Developmental phases of spelling instruction are included at each grade. Third graders learn “within word patterns” and begin “syllables and affixes.” Fourth graders continue “syllables and affixes” throughout the school year. Students are learning vowel patterns, consonant blends, complex consonants, compound words, homophones, syllable patterns, homographs, vowel patterns in accented and unaccented syllables, and base words with common prefixes and suffixes.
“We begin to focus on the meaning connection among words: ‘I wonder what parts obstruct, construct, and destruct have in common?’ This question is a great beginning for a discussion about the meaning of struct. Clearly, this type of word study structures our thinking.” - Shane Templeton and Donald Bear
Following the Common Core State Standards for English Language Arts, students are provided a variety of opportunities to develop skills in reading, writing, speaking and listening, and language, through experience with print and digital resources. During an eighty-four minute literacy block of instruction, a substantial amount of time is devoted to students reading a wide range of text, varying in levels of sophistication and purpose. Through print and non-print text, they develop comprehension strategies, vocabulary, as well as high order thinking skills. They read a balance of short and long fiction, drama, poetry, and informational text such as memoirs, articles, and essays and apply skills such as citing evidence, determining theme, and analyzing how parts of the text affect the whole.
During the literacy block, students learn about the reading-writing connection by drawing upon and writing about evidence from literary and informational texts. Writing skills, such as the ability to plan, revise, edit, and publish, develop as students practice skills of specific writing types such as arguments, informative/explanatory texts, and narratives. Students write for a variety of purposes and audiences.

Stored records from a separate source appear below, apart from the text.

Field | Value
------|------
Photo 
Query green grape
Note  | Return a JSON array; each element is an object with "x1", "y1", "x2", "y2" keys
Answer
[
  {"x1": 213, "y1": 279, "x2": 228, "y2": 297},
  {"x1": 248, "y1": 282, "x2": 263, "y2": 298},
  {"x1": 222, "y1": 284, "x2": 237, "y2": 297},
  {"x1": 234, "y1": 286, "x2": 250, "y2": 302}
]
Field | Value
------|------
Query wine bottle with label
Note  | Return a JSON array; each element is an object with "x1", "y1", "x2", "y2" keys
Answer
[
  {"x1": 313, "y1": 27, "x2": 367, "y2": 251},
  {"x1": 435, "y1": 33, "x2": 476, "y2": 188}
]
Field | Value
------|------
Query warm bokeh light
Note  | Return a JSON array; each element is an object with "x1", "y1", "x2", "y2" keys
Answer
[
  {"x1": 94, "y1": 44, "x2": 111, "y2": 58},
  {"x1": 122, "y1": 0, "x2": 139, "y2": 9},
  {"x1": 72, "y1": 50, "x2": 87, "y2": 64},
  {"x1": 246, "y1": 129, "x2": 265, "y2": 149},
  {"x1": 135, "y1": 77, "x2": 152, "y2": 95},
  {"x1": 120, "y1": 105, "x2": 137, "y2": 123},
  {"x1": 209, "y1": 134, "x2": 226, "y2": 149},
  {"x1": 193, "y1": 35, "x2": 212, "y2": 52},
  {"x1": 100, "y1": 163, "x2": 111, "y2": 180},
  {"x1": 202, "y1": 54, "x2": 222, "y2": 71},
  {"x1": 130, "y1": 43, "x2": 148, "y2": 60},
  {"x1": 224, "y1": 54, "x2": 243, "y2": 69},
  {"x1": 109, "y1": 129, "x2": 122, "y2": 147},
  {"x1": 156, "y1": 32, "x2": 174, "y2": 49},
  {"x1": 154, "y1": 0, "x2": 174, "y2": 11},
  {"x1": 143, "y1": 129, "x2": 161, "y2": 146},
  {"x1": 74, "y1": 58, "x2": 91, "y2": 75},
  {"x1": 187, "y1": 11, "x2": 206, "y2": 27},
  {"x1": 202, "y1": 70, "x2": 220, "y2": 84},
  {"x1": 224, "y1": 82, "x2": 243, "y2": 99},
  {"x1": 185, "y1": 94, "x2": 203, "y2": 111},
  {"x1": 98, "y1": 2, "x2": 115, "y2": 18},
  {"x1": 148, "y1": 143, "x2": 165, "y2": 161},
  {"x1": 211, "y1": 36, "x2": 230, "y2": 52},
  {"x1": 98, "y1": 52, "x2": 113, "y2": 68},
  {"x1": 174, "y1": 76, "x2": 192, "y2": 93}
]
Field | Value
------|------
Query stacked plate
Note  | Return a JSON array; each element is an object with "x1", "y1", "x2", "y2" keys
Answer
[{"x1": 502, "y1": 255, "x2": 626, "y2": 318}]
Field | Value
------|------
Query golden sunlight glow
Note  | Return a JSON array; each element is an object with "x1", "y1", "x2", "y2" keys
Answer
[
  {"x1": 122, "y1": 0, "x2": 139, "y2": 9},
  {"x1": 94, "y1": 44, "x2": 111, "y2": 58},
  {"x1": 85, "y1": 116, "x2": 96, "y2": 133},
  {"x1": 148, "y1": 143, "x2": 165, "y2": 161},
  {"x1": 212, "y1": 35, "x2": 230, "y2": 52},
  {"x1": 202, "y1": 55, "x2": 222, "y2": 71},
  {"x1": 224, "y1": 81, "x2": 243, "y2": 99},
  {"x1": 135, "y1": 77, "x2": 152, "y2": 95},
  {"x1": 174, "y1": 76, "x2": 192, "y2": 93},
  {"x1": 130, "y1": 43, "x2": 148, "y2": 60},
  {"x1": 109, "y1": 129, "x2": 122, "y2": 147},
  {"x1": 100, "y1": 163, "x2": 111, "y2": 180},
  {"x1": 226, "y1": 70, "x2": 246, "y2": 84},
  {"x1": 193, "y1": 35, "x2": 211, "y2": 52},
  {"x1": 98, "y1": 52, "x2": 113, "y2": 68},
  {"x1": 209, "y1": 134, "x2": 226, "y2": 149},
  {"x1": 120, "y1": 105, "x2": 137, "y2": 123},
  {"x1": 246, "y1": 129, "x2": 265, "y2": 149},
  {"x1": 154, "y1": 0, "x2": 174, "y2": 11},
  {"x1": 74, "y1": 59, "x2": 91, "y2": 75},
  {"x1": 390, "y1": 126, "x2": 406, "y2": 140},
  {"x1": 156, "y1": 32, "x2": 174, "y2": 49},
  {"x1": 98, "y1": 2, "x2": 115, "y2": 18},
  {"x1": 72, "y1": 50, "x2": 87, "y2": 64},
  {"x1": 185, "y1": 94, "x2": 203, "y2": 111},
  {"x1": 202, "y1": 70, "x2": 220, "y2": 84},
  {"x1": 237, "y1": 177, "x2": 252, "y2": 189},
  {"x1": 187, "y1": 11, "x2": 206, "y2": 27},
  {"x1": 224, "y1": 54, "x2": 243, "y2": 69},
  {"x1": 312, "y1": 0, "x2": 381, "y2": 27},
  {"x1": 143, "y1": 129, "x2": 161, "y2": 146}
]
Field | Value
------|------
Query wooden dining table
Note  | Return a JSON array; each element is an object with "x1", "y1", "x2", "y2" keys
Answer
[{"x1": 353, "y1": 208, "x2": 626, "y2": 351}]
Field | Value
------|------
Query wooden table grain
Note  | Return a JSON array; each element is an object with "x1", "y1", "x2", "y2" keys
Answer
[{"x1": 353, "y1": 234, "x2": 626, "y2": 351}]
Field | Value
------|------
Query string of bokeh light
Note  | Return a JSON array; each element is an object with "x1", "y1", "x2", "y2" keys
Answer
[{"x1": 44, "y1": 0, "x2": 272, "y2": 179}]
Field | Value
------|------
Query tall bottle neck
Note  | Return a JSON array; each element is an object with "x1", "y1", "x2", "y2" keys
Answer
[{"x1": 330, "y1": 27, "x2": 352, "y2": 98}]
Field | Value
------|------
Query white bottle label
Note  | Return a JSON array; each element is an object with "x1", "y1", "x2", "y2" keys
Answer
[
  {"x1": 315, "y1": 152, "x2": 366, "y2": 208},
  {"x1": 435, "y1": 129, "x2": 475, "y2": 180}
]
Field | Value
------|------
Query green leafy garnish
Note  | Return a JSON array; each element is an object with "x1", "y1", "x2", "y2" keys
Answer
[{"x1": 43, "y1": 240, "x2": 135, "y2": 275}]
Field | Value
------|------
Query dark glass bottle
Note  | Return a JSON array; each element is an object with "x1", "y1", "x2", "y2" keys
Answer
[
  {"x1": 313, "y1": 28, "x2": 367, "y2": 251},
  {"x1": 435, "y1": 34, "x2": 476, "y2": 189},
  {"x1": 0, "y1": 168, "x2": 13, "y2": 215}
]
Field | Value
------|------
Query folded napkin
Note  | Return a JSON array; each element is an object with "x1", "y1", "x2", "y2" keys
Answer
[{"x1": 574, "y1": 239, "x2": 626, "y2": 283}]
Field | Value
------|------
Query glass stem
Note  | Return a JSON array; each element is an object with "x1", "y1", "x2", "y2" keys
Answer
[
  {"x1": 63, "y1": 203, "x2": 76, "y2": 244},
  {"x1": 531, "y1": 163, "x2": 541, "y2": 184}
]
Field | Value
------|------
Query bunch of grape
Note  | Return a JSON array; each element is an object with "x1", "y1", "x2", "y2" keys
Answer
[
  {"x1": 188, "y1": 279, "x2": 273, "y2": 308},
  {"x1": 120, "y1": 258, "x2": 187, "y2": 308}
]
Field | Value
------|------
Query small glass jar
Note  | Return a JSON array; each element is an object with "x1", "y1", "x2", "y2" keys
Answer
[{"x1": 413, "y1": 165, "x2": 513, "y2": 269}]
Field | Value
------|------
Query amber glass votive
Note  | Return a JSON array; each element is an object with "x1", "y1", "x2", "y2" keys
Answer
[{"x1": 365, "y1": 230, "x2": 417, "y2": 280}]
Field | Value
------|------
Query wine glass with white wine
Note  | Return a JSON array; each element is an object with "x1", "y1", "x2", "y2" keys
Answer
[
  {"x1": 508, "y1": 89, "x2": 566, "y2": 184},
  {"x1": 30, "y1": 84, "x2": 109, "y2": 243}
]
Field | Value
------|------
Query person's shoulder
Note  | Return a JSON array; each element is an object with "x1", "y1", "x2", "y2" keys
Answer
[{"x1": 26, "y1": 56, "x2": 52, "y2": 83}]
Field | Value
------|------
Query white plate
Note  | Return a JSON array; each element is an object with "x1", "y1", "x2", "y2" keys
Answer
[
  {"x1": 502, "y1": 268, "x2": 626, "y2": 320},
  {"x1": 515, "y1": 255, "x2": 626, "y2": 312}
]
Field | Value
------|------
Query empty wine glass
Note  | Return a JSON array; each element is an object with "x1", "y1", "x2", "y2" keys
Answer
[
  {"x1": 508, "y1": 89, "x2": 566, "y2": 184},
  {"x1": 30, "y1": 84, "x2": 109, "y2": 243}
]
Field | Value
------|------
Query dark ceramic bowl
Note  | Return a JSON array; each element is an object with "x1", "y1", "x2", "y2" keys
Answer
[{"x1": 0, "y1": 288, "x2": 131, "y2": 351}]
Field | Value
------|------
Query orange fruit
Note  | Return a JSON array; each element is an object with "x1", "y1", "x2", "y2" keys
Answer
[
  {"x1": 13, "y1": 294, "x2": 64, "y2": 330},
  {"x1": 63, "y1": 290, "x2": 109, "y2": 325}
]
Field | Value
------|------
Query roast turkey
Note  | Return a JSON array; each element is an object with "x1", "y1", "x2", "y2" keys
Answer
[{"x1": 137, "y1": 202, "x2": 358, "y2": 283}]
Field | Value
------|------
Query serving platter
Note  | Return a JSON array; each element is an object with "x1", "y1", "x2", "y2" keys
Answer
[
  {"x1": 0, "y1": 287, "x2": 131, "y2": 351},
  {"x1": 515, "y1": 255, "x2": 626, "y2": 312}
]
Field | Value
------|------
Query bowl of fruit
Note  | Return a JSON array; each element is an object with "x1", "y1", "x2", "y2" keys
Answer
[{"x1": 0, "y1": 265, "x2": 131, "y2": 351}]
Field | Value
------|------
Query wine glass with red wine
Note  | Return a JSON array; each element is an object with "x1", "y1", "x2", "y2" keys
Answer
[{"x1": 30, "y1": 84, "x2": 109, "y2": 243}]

Throughout reading and writing experiences during the literacy block, students develop skills of flexible communication and collaboration as they learn to work together, express and listen carefully to ideas, integrate information and use media and visual displays to help communicate their ideas.
Students learn language conventions and vocabulary to help them understand and analyze words and phrases, relationships among words, and shades of meaning that affect the text they read, write, and hear.
Word Study and Vocabulary
The focus of vocabulary study in 5th through 8th grade is on the words, their meanings, their ranges of application, and their uses in context. The vocabulary workshop approach is systematic as it begins with and builds upon a word list drawn from vocabulary that students will encounter in their reading. It provides students with the vocabulary skills they will need to achieve higher-level reading and writing proficiency.
Across Central School, we have selected core academic words to focus on across content areas. The AWL is a list of words which appear with high frequency in English-language academic texts. The list was compiled by Averil Coxhead at the Victoria University of Wellington, New Zealand. Teachers have been trained to provide explicit instruction utilizing a multi-modal approach. The foundation for our academic word lessons was based on literacy research and best practice for ensuring a stronger vocabulary foundation.
Each grade is responsible for the instruction of grade level academic words. Our goal is to increase student mastery as they read, write and use in verbal communication.